I'm trying to find a uniformly most powerful level $\alpha$ test for 
$$H_0: \beta=0 \quad \text{vs} \quad H_1:\beta>0$$
First I found the Likelihood Ratio statistic
$$\begin{align}\frac{L(0)}{L(\beta_1)}&=\frac{e^{-\frac{1}{2}\sum^n_{i=1}(y_i-0x_i)^2}}{e^{-\frac{1}{2}\sum^n_{i=1}(y_i-\beta_1x_i)^2}}
\\[15pt] & = \frac{e^{-\frac{1}{2}\sum^n y_i^2}}{e^{-\frac{1}{2}(y_i^2-2y_i\beta_1x_i+\beta_1^2x_i^2)}}  
\\[15pt] & =e^{\beta_1\sum^n y_ix_i-\frac{1}{2}\beta_1^2\sum^nx_i^2}\end{align}$$
Then the rejection region of the LRT is
$$e^{\beta_1\sum^n y_ix_i-\frac{1}{2}\beta_1^2\sum^nx_i^2} \le k \\$$
Now moving the constants to the right side
$$\\[15pt]\Rightarrow\beta_1\sum^n y_ix_i-\frac{1}{2}\beta_1^2\sum^nx_i^2 \;\le\; \text{ln}(k)$$
$$\\[15pt]\Rightarrow\sum^ny_ix_i \;\le\; \frac{\text{ln}(k)+1/2\sum^n\beta_1^2x_i^2}{\beta_1}$$
Here is where I get confused because I'm not sure what to leave on the left side. From what I have read I'm supposed to move constants to the right. I'm thinking that only $y_i$'s should remain on the left. Since $x_i$'s are constants shouldn't I move it?

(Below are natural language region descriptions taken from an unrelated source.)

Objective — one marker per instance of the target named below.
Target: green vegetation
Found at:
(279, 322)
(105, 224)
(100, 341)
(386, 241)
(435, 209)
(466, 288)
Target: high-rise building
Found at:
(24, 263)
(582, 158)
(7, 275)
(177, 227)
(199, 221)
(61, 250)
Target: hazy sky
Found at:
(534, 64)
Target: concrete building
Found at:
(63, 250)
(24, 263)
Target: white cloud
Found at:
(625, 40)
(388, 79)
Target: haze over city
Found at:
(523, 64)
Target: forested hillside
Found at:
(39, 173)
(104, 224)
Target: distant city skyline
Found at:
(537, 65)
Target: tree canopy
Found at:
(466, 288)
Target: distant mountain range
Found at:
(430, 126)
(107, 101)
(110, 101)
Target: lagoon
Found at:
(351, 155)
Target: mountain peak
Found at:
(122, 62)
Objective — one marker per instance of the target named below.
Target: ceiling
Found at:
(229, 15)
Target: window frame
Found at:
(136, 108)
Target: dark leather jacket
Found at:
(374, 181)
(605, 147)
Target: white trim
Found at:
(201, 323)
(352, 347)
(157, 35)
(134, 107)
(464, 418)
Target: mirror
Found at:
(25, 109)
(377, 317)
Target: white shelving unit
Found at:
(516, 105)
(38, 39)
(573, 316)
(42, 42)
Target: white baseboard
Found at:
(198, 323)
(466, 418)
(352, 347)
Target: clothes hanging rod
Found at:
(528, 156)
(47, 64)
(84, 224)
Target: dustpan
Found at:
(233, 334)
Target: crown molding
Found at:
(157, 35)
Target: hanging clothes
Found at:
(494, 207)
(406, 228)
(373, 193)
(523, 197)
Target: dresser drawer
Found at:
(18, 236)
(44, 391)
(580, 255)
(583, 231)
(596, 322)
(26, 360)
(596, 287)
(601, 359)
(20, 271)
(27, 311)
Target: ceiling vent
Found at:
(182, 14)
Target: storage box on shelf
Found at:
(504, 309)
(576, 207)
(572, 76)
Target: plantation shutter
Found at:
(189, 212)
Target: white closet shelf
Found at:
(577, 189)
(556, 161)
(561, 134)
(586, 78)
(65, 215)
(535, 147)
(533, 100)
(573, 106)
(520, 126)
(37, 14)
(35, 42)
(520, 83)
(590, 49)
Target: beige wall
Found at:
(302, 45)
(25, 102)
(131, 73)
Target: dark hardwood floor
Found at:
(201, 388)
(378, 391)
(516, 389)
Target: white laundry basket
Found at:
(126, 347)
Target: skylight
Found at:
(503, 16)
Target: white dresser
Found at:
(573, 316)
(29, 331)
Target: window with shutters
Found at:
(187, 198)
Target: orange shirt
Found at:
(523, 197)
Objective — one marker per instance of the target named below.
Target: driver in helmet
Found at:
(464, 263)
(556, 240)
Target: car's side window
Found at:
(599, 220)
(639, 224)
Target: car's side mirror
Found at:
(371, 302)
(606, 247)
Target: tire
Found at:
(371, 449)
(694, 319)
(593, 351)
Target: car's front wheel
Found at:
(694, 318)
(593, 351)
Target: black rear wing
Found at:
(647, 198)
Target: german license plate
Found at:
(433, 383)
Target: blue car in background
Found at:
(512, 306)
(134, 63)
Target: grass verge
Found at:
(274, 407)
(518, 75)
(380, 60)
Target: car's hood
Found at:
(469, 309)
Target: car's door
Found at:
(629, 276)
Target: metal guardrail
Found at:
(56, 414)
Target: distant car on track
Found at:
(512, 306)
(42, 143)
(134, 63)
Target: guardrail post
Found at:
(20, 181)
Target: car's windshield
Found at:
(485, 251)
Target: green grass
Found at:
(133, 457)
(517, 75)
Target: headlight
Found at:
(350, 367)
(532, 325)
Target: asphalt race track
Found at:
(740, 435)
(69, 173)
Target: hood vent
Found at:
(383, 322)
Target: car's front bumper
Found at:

The steps that follow to find the rejection region by using the distribution of the left of the inequality, then equating to a quantile, puzzle me because of the $x_i$
I'm not even sure I'm going about this correctly or if there are more straight forward methods.
 A: First of all, you lose a sign:
\begin{align}\frac{L(0)}{L(\beta_1)}&=\frac{e^{-\frac{1}{2}\sum^n y_i^2}}{e^{-\frac{1}{2}(y_i^2-2y_i\beta_1x_i+\beta_1^2x_i^2)}}  
\\[15pt] & =e^{-\beta_1\sum^n y_ix_i+\frac{1}{2}\beta_1^2\sum^nx_i^2}\end{align}
The rejection region looks as 
$$
-\beta_1\sum_{i=1}^n y_ix_i+\frac{1}{2}\beta_1^2\sum_{i=1}^nx_i^2 \leq k.
$$
Since only $y_i$ are random variables here, and $k$ should be found so that test has level $\alpha$, simplify rejection region:
$$
\sum_{i=1}^n y_ix_i \geq k_0.
$$
Let us find $k_0$ from type 1 error $\alpha_1=\alpha$. We need to know the distribution of l.h.s. under $H_0$:
$$
\sum_{i=1}^n y_ix_i \sim N\bigl(0, \sum_{i=1}^n x_i^2\bigr).
$$
Then
$$
\alpha_1=\mathbb P_{H_0}\left(\sum_{i=1}^n y_ix_i \geq k_0\right)=P_{H_0}\left(\frac{\sum_{i=1}^n y_ix_i}{\sqrt{\sum_{i=1}^n x_i^2}} \geq \frac{k_0}{\sqrt{\sum_{i=1}^n x_i^2}}\right)=1-\Phi\left(\frac{k_0}{\sqrt{\sum_{i=1}^n x_i^2}}\right)=\alpha
$$
if 
$$
\frac{k_0}{\sqrt{\sum_{i=1}^n x_i^2}} = z_{1-\alpha},\ \quad k_0 = z_{1-\alpha}\cdot\sqrt{\sum_{i=1}^n x_i^2},
$$
where $z_{1-\alpha}$ is the $(1-\alpha)^{\text{th}}$ quantile of standard normal distribution.
Finally, we've got rejection region of level $\alpha$ test for testing $H_0$ under the simple alternative $H_1: \beta=\beta_1>0$: 
$$
\sum_{i=1}^n y_ix_i \geq z_{1-\alpha}\cdot\sqrt{\sum_{i=1}^n x_i^2}.
$$
Since this test 
1) is the most powerful test for any $\beta_1>0$,
2) does not depend on $\beta_1>0$ at all
is is the uniformly most powerful test for testing $H_0$ under the composite alternative $H_1: \beta>0$.